Une urbanisation de misère
Comme décrite par Réjean Lemoine, l’urbanisation de la Ville s’est beaucoup accélérée au cours du 20e siècle à Québec. Les problématiques de grandes villes sont venues hanter Québec dès les années 30. On était pris avec des problèmes d’ordures, de pollution, de santé publique et de transport. Notre vieille ville à cette époque était perçue comme un obstacle à notre épanouissement collectif. Le manque de vision et d’action des décideurs de l’époque au niveau municipal et provincial a repoussé les problématiques aux années 60 jusqu’à les rendre intolérables. L’aspect patrimonial de notre vieille ville était donc éclipsé par la misère et la pauvreté qui l’habitait.
Une capitale sans le sou
Les solutions pour régler ces problèmes criants demandaient des sommes importantes. Les finances de la Ville souffraient à cette époque. Les nombreuses institutions publiques comme les édifices du gouvernement, l’université et celles du clergé ne contribuaient pas aux taxes foncières. Pourtant, ils représentaient environ 30 % de la valeur foncière de la Ville et ces dernières étaient les plus grandes consommatrices des services municipaux (eau potable, accès routiers, etc.). Tout au long du siècle, les maires de la Ville ont réclamé des budgets spéciaux au gouvernement provincial pour récupérer ce manque à gagner.
Le premier gouvernement provincial à répondre réellement à cette demande fut les libéraux d’Adélard Gobout à la demande du maire Lucien Borne entre les années 1939 et 1944. Toutefois, le retour de Maurice Duplessis de l’Union nationale en 1944 a mis fin à cette aide financière récurrente.
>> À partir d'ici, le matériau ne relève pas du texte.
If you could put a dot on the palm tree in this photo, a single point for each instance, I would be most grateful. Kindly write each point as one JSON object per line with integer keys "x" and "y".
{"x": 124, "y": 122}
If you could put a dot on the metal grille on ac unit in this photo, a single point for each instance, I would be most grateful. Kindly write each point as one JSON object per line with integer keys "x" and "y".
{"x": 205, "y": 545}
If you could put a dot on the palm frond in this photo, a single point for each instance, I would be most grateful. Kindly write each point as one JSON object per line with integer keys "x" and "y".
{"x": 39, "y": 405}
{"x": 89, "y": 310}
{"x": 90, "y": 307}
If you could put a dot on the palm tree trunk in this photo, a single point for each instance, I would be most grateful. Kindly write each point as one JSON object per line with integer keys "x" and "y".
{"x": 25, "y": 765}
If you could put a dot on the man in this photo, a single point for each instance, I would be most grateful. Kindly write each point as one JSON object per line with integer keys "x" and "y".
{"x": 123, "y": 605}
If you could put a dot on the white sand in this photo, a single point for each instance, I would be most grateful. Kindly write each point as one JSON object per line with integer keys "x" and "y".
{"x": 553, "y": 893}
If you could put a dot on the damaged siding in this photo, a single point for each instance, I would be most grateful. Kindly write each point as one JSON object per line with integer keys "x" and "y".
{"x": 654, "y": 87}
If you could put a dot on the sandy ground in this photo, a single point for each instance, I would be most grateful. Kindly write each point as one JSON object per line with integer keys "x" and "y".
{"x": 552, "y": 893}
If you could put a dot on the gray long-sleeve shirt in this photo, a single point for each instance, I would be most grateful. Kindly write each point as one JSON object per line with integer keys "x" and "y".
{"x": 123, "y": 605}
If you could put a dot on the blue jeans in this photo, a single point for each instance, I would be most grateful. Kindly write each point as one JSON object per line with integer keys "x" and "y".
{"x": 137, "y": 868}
Duplessis ne croyait pas à l’urbanisation et allait même jusqu’à encourager le retour à la terre pour les citadins dans la misère. Cette insensibilité aux problèmes urbains les a tout simplement repoussés à la période qu’on a nommé la Révolution tranquille.
Les solutions radicales
L’arrivée au pouvoir de Jean Lesage (1960) et plus tard l’élection du maire Gilles Lamontagne (1965) ont finalement fait avancer les choses. Toutefois, la situation était devenue pressante. Les problèmes s’étaient accumulés. Par exemple, on pouvait lire des histoires d’enfants morts gelés dans des taudis mal chauffés en hiver dans les journaux. On a refusé aussi de construire une école dans Limoilou à cause du niveau de pollution de la rivière Lairet. Québec n’arrêtait pas d’augmenter en population, en déchets, d’eaux usées et trafic automobile. Elle s’était toutefois peu modernisée depuis une cinquantaine d’années pour faire face à ces changements.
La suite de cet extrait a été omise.